Publisher: World Scientific
ISBN: 9812793194
Category : Mathematics
Languages : en
Pages : 237
Book Description
The book presents a coherent treatment of Markov random walks and Markov additive processes together with their applications. Part I provides the foundations of these stochastic processes underpinned by a solid theoretical framework based on Semiregenerative phenomena. Part II presents some applications to queueing and storage systems.
A Statistical Procedure for Fitting Markov-modulated Poisson Processes
Author: Kathleen Susan Meier
Publisher:
ISBN:
Category : Markov processes
Languages : en
Pages : 246
Book Description
Publisher:
ISBN:
Category : Markov processes
Languages : en
Pages : 246
Book Description
Renewal Characterization of Markov Modulated Poisson Processes
Applications of Discrete-time Markov Chains and Poisson Processes to Air Pollution Modeling and Studies
Author: Eliane Regina Rodrigues
Publisher: Springer Science & Business Media
ISBN: 1461446457
Category : Mathematics
Languages : en
Pages : 116
Book Description
In this brief we consider some stochastic models that may be used to study problems related to environmental matters, in particular, air pollution. The impact of exposure to air pollutants on people's health is a very clear and well documented subject. Therefore, it is very important to obtain ways to predict or explain the behaviour of pollutants in general. Depending on the type of question that one is interested in answering, there are several of ways studying that problem. Among them we may quote, analysis of the time series of the pollutants' measurements, analysis of the information obtained directly from the data, for instance, daily, weekly or monthly averages and standard deviations. Another way to study the behaviour of pollutants in general is through mathematical models. In the mathematical framework we may have for instance deterministic or stochastic models. The type of models that we are going to consider in this brief are the stochastic ones.

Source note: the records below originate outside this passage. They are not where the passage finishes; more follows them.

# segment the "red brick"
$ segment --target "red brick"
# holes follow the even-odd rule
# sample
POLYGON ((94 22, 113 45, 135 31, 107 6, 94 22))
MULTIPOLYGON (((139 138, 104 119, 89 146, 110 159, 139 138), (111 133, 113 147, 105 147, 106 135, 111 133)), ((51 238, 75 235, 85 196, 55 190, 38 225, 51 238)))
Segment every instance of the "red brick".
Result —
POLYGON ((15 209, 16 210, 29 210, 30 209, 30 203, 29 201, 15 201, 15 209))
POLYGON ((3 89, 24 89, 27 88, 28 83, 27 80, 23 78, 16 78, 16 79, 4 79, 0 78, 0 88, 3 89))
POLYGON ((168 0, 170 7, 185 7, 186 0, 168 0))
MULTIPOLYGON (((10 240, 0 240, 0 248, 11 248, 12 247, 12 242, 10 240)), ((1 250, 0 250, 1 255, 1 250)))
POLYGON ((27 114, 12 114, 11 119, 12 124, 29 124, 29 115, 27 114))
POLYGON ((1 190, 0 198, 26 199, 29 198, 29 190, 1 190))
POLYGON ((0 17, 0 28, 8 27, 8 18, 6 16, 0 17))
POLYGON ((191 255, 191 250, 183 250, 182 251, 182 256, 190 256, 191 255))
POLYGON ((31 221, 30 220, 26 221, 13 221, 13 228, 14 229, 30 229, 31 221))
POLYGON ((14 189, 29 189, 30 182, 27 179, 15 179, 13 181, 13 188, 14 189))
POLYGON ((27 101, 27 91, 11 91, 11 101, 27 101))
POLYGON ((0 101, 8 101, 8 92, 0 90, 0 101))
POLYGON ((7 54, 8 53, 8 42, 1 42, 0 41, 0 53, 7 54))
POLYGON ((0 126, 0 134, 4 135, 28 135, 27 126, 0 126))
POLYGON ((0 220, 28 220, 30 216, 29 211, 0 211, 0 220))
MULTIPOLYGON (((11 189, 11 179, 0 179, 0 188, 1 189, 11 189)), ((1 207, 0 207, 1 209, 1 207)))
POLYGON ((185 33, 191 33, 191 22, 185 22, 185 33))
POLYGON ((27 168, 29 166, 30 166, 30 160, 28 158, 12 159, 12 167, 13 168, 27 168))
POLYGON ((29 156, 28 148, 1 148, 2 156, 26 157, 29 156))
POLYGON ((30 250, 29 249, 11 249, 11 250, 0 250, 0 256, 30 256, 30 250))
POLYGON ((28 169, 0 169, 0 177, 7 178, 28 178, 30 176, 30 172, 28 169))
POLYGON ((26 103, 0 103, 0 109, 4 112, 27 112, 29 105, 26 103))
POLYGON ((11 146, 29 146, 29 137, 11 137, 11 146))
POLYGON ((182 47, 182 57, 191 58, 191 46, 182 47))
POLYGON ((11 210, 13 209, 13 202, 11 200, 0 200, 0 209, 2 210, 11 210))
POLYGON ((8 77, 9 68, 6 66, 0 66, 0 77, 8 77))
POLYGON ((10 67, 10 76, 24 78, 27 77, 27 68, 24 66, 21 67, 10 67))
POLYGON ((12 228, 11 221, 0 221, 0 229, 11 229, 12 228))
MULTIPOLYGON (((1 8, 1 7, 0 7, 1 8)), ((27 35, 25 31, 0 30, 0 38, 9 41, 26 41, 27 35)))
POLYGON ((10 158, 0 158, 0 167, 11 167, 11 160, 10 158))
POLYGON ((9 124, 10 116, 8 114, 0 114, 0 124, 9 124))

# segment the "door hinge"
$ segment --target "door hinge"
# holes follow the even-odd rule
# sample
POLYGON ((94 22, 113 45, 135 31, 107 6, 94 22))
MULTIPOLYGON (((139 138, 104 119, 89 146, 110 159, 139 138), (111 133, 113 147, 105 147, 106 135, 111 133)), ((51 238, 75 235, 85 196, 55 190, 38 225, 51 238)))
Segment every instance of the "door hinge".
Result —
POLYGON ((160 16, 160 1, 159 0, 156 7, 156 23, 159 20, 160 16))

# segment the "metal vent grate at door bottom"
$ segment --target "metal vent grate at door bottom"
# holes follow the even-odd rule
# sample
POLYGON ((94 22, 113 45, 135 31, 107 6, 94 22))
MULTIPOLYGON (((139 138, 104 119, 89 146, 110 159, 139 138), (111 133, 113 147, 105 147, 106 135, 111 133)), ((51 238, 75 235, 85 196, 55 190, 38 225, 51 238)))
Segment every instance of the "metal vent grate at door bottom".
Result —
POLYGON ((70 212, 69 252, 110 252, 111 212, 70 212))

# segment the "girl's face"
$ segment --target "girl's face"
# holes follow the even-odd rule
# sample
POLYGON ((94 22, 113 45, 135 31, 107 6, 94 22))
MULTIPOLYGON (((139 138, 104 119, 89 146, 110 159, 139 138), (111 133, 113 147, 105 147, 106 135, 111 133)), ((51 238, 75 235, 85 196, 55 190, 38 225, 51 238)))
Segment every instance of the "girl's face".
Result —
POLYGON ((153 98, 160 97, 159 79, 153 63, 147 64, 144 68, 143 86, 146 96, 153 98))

Publisher: Springer Science & Business Media
ISBN: 1461446457
Category : Mathematics
Languages : en
Pages : 116
Book Description
In this brief we consider some stochastic models that may be used to study problems related to environmental matters, in particular, air pollution. The impact of exposure to air pollutants on people's health is a very clear and well documented subject. Therefore, it is very important to obtain ways to predict or explain the behaviour of pollutants in general. Depending on the type of question that one is interested in answering, there are several of ways studying that problem. Among them we may quote, analysis of the time series of the pollutants' measurements, analysis of the information obtained directly from the data, for instance, daily, weekly or monthly averages and standard deviations. Another way to study the behaviour of pollutants in general is through mathematical models. In the mathematical framework we may have for instance deterministic or stochastic models. The type of models that we are going to consider in this brief are the stochastic ones.